Market ve pazarlardaki fiyatlar “el yakmaya”, “dudak uçuklatmaya” devam ediyor.

‘KAMPANYA’, ‘ZABITA BASKISI’, HAMASET YETMEZSE!... 

Ama Cumhurbaşkanı Erdoğan, “Kriz miriz yok” demeye devam ediyor. Erdoğan tarafından “ekonominin tek adamı” olarak görevlendirilen Berat Albayrak ise, “Türkiye’nin yeni bir hikayesi yazıldığı” hamasetinden geri durmuyor. Buradaki tek dayanağı ise, Rahip Brunson’un ABD’ye gönderilmesinden sonra 5.80’lerden 5.40’lara kadar düşen ama önceki günden itibaren yeniden yükselişe geçerek 5.60’lara yükselen dolardaki düşüş!
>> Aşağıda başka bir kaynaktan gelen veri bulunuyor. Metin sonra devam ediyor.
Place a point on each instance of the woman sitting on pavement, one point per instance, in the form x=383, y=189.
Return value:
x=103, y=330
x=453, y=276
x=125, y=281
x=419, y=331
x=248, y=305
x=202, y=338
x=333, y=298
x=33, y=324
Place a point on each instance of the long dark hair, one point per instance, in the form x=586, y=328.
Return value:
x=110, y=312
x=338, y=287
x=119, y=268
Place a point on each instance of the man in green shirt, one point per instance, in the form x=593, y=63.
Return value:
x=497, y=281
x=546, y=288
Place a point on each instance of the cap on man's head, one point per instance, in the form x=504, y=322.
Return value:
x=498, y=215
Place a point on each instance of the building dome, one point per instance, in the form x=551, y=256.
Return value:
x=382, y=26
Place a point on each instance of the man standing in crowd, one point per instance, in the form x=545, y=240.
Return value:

Bakan Albayrak’ın gayretinin bir yönü, Erdoğan’ın “Kriz miriz yok” tezine destek verme amaçlı. Bakan Albayrak, bunu yaparken görünüşte de olsa enflasyon ve doları düşürmek ve bunun işe yaradığını göstererek ‘Mc Kinsey skandalını’ unutturmak istiyor! 

Ama Albayrak ve Erdoğan yönetimi için daha önemli olan şey; bütün hesapları altüst eden enflasyonu, yılın başına kadar, “beklenen enflasyona” mümkün olduğu kadar yakın tutabilmek; daha dorusu böyle gösterebilmek! 

Çünkü;

* Asgari ücret ve emekli maaşlarına zamlar doğrudan “beklenen enflasyon”a göre yapılmaktadır.

* TİS’lerle belirlenen ücret zamları hesaplamalarında “beklenen enflasyon” en önemli baz olarak alınırken YHK’de bağıtlanan sözleşmelerde enflasyon belirleyici olmaktadır.

* Kiralar, sosyal yardımlar ve enflasyona bağlanmış pek çok mal ve hizmet fiyatları “beklenen enflasyon”a endekslidir. 

‘BEKLENEN ENFLASYON’U DÜŞÜK GÖSTERMEK KOLAY MI? 

Peki enflasyonunun, Yeni Ekonomik Program (YEP)’te belirlenen “beklenen enflasyon”a yakın bir çizgide tutulması kolay mıdır?
Değildir elbette! 

Çünkü; MB bile önceki gün beklenen enflasyonu 19.61’den 24,22’ye yükseltti. MB, 2018 yıl sonu dolar kur beklentisini de 6.5938 TL (önceki 5.9663 TL idi) olarak belirledi. 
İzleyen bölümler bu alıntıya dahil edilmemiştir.